Otra de las cuestiones importantes pasaba por el entrenador y el primer paso fue hablar con Fran García para conocer sus intenciones de cara al nuevo curso deportivo. Tras meditarlo, el entrenador decidió decir “no” al club, aunque por cuestiones más personales que de otra índole. “Ya les comuniqué que no seguía. Lo estuve pensando porque ellos me transmitieron su deseo de que continuara, pero llevo nueve años fuera de casa y me apetece parar. Creo que es el momento”, admitió el asturiano que, salvo nuevo cambio de parecer, se tomará un año sabático al menos de los banquillos. Se pone fin así a la segunda etapa de Fran García en el club zamorano, y llega con sensaciones encontrada. “Deportivamente no me queda buen recuerdo por el descenso, pero en la parte humana sí, me queda un buen sabor de boca”, comentó el técnico que no descarta regresar en un futuro al equipo naranja. 

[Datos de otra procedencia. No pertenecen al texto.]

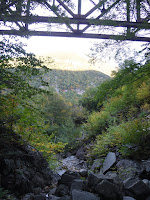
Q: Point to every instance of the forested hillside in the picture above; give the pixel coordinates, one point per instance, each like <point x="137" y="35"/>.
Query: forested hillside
<point x="72" y="84"/>
<point x="35" y="119"/>
<point x="120" y="113"/>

Así las cosas, el club inició contactos con otros entrenadores para ver su disponibilidad y si entraban en el proyecto. Al parecer, el acuerdo con uno de ellos es prácticamente total, a falta de flecos y se espera que puedan anunciar el nombre en breve.

Respecto a las jugadoras que han conformado la última plantilla, también piensan en su futuro. La última en mover ficha ha sido Ana Carlota Faussurier que se ha incorporado a las filas del Dobuss Córdoba Basket para disputar las eliminatorias por el ascenso a la Liga Femenina 2.